Yang-Xin Fu, M.D., Ph.D.


  • Professor, Department of Pathology, Committee on Immunology, Committee on Cancer Biology, Committee on Molecular Medicine/MPMM


Ph.D., University of Miami, 1990
M.D., Shanghai Medical University, 1983


The University of Chicago
JFK R114
924 East 57th Street 
Chicago, Illinois 60637


Phone:  (773) 702-0929

Website (Department of Pathology)


      My clinical background and strong interest in basic immunobiology have led me to integrate basic research into more pathogenesis and treatment of diseases.  The basic research in my laboratory is focused on understanding the biological consequences arising from the interaction between core molecules of the TNF superfamily, lymphotoxin (LT or TNFSF1) and LIGHT (TNFSF14), on lymphocytes, and their receptor, LTbR, on stromal cells. This research has contributed substantially to the definition of the critical role these molecules play in the development and function of lymphoid tissues.
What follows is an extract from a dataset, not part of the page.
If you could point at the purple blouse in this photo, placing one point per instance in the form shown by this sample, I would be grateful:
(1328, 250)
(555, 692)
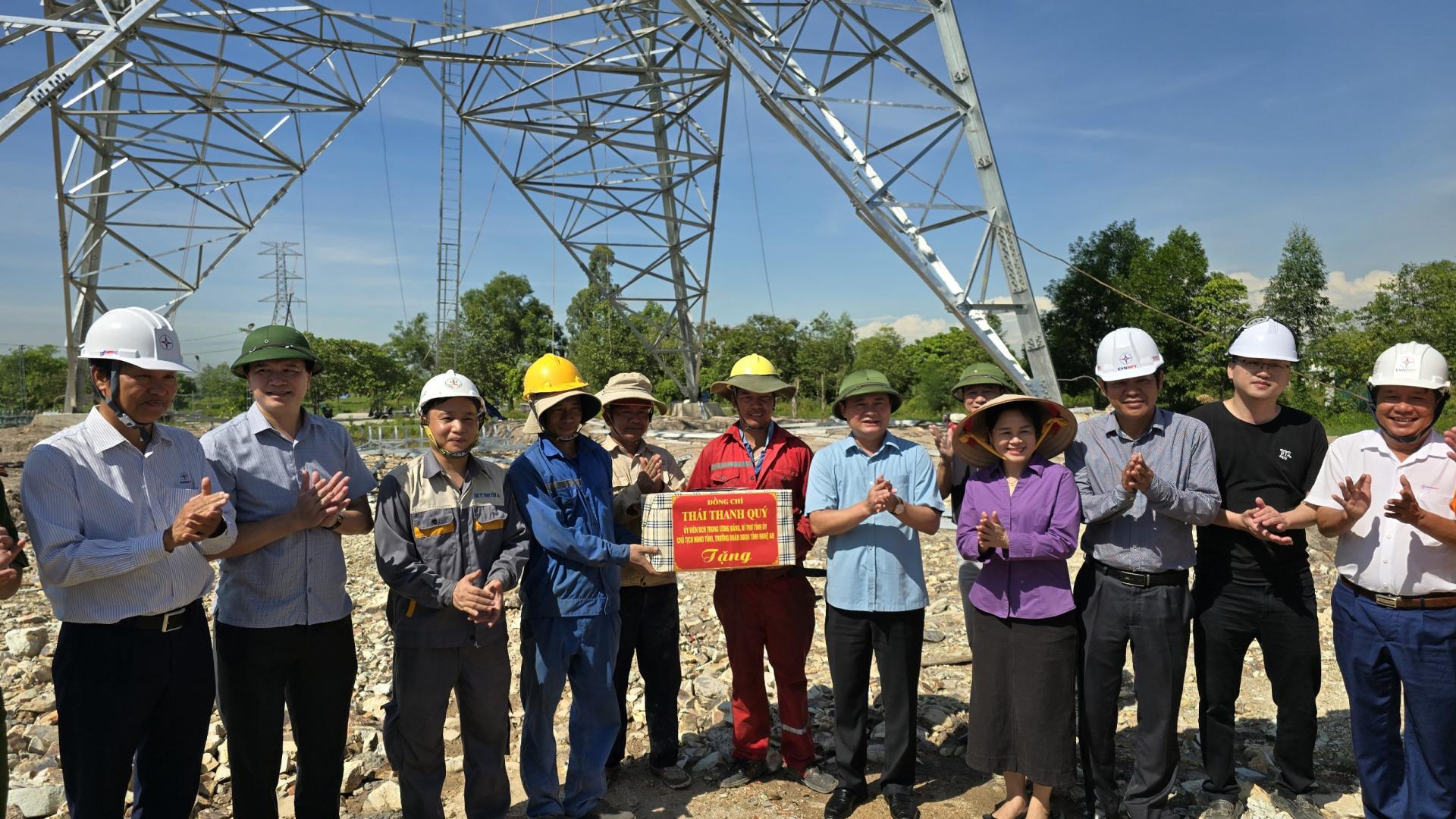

Our recent studies have defined the roles of these molecules in infectious and tumor immunity in mouse models and human patients.  Our research includes four major themes.

Critical role for lymphotoxin in the development and function of primary, secondary, and tertiary lymphoid tissues

      The relative contributions of lymphoid tissues and non-lymphoid tissues to various immune responses had not been defined previously due to the lack of appropriate animal models and the complicated nature of the issues involved.  Our pioneering studies have revealed the essential role of LT and TNF for the development and maintenance of lymphoid tissues.  Using LT-deficient mice, or antibody or soluble receptor blockade, we generated unique mouse models that lack various sets of secondary lymphoid tissues to define the roles of these structures in various tissues for different types of immune responses.  We have been studying the development and maintenance of complex lymphoid architecture using these models; Lately, we are exploring novel LTbR-stimulated NFkB pathways shape the development and function of lymphoid tissues which are important for priming and tolerance. 

1. To explore the role of LT-controlled gut immunity in bacterial and autoimmune colitis through regulating microbiota. 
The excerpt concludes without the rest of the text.